Realizada por la poderosa familia Rufolo en el siglo XIII, acabó en manos del botánico escocés Francis Neville Reid en el siglo XIX, quien restauró la villa y los jardines, dejando a un lado el gusto islámico con el que fue conocido, pero que dio vida a una de las mejores óperas de la historia. Situada al lado del mar, casi colgada en el aire, es un conjunto de edificios en tres plantas, unido por jardines y patios, de inconfundible estilo morisco, que da paso a otro jardín, en este caso con una espectacular vista.
Y fueron estos arcos, el verde vergel el que embelesó a Wagner y la convirtió en historia, mientras trataba de imaginar cómo sería el jardín de este acto: “Parsifal se dirige a luchar contra Klingsor en su castillo, y al caer todas las murallas de aquel lugar, se dio pasó a un lujuriante jardín mágico, nido de placeres, poblado por muchachas-flor. Parsifal se ve asaltado por la tentación de las doncellas, que le ofrecen una vida deliciosa e intentan despertar en él deseos sensuales. Pero él sabe triunfar sobre las carnales tentaciones y recordando el Santo Grial se dispone a huir, cuando le detiene Kundry, para hablarle de su madre Herzeleid y despertar en Parsifal anhelos amorosos. Kundry, despechada al verse repudiada, maldice a Parsifal y pide a Klingsor que le mate. El mago arroja fieramente la lanza sagrada contra el joven caballero, mas el arma queda suspendida en el aire sobre la cabeza de Parsifal. Éste la empuña y al trazar con ella el signo de la cruz, el mágico jardín queda súbitamente destruido.”
Y tardó poco tiempo en saber cual sería, en el justo momento que Wagner visitó los jardines de esta villa italiana. “Así quiero que sean los Jardines de Klingsor”, pudo decir a su escenógrafo cuando le llevó allí.
Cerramos los ojos, escuchamos el sonido de los pájaros, y las olas rompiendo en el mar, todo parece desaparecer alrededor nuestro, así como las murallas del castillo de Klingsor.
Historia al margen, la ciudad de Ravello se ha consagrado como destino turístico cultural.
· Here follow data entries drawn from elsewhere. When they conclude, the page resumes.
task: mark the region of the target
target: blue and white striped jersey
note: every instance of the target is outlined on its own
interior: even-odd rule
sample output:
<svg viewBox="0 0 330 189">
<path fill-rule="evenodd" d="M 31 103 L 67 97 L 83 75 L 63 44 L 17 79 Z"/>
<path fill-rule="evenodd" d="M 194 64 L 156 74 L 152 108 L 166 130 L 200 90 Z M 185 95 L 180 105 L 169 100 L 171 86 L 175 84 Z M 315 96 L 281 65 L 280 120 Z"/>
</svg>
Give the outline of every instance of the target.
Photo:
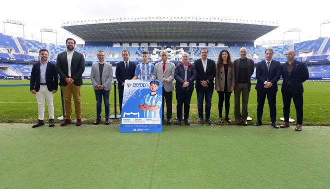
<svg viewBox="0 0 330 189">
<path fill-rule="evenodd" d="M 146 64 L 140 63 L 135 69 L 135 75 L 138 76 L 138 79 L 150 79 L 154 73 L 154 65 L 151 63 Z"/>
<path fill-rule="evenodd" d="M 144 118 L 160 118 L 160 110 L 162 106 L 162 95 L 158 94 L 151 95 L 150 93 L 144 96 L 144 99 L 141 101 L 140 104 L 144 105 L 144 104 L 148 106 L 156 105 L 158 108 L 156 112 L 152 111 L 144 111 Z"/>
</svg>

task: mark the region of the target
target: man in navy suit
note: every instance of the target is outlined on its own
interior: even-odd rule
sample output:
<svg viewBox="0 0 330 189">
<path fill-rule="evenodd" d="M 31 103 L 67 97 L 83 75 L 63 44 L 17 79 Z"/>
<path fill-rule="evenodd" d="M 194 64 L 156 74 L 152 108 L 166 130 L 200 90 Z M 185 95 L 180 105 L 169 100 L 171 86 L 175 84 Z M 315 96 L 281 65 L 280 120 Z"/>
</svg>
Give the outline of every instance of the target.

Ya que en este hermosa villa celebra todos los meses de julio un festival wagneriano, pero las citas musicales, de todos los estilos, se dan desde marzo hasta noviembre y en ocasiones comparten cartel con las literarias o filosóficas.
La Costa Amalfitana es un conjunto de sensaciones que se quedan prendidas en el alma. El mar, el sol, la gente, el olor y sus sinuosas carreteras se quedan impregnadas en la piel. Cierro los ojos y estoy allí…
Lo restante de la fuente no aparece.